Apesar de se espalhar por vários cantos do mundo, as idéias dos iluministas não foram bem vistas pela nobreza e muitos pensadores que moravam na França foram perseguidos e precisaram fugir para não serem presos. Obras iluministas foram proibidas e lançadas na fogueira.

Por sua vez, os burgueses receberam com entusiasmo as idéias iluministas, pois correspondiam aos seus interesses. Esse grupo social não participava do poder político nem dos privilégios da nobreza. Seus negócios eram submetidos às regras comerciais impostas pelo governo. Pagavam impostos e não usufruíam de nenhum direito social e político.



Alguns reis e imperadores adotaram parte do pensamento iluminista: reformaram instituições políticas, sociais, econômicas e religiosas sem diminuírem o poder real.
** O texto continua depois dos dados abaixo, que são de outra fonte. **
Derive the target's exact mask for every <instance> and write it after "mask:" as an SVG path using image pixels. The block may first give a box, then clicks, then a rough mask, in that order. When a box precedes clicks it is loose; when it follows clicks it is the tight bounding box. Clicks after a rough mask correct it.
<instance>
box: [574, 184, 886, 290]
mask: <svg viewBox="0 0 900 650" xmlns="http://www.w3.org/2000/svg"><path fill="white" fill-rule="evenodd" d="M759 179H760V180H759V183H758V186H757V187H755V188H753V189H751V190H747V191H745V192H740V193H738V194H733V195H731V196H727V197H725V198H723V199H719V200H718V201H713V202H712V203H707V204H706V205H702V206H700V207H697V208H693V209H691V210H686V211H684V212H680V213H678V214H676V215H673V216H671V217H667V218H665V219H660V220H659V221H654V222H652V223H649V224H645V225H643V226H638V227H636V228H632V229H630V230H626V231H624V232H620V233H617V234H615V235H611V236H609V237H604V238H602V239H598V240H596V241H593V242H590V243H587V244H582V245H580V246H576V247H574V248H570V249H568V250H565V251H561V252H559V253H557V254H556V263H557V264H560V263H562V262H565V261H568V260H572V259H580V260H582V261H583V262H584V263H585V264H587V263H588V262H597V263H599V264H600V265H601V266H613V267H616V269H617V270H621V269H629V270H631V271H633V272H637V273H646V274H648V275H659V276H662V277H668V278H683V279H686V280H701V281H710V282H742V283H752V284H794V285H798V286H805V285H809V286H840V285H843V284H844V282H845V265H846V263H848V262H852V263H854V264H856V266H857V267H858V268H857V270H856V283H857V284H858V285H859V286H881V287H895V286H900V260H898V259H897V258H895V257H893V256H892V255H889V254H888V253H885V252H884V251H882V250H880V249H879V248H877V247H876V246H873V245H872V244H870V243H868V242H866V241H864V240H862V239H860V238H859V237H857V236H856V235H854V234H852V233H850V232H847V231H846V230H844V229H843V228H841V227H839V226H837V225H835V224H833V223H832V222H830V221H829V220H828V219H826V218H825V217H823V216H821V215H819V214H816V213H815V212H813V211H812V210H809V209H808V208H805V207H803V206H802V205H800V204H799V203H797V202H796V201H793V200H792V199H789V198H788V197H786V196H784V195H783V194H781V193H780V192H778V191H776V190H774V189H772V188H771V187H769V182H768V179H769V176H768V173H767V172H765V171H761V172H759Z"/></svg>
Aboliram alguns privilégios do clero e da nobreza; puseram fim às torturas; estabeleceram a liberdade de culto religioso; incentivaram a educação pública construindo escolas; aperfeiçoaram o sistema de impostos, tornando-o menos opressivo para o povo. Continuaram absolutistas, mas ´´iluminados´´ pelas novas idéias. Era um absolutismo disfarçado pelas idéias iluministas. Por isso foram chamados de déspotas esclarecidos. Era uma espécie de pintura nova em barraco velho.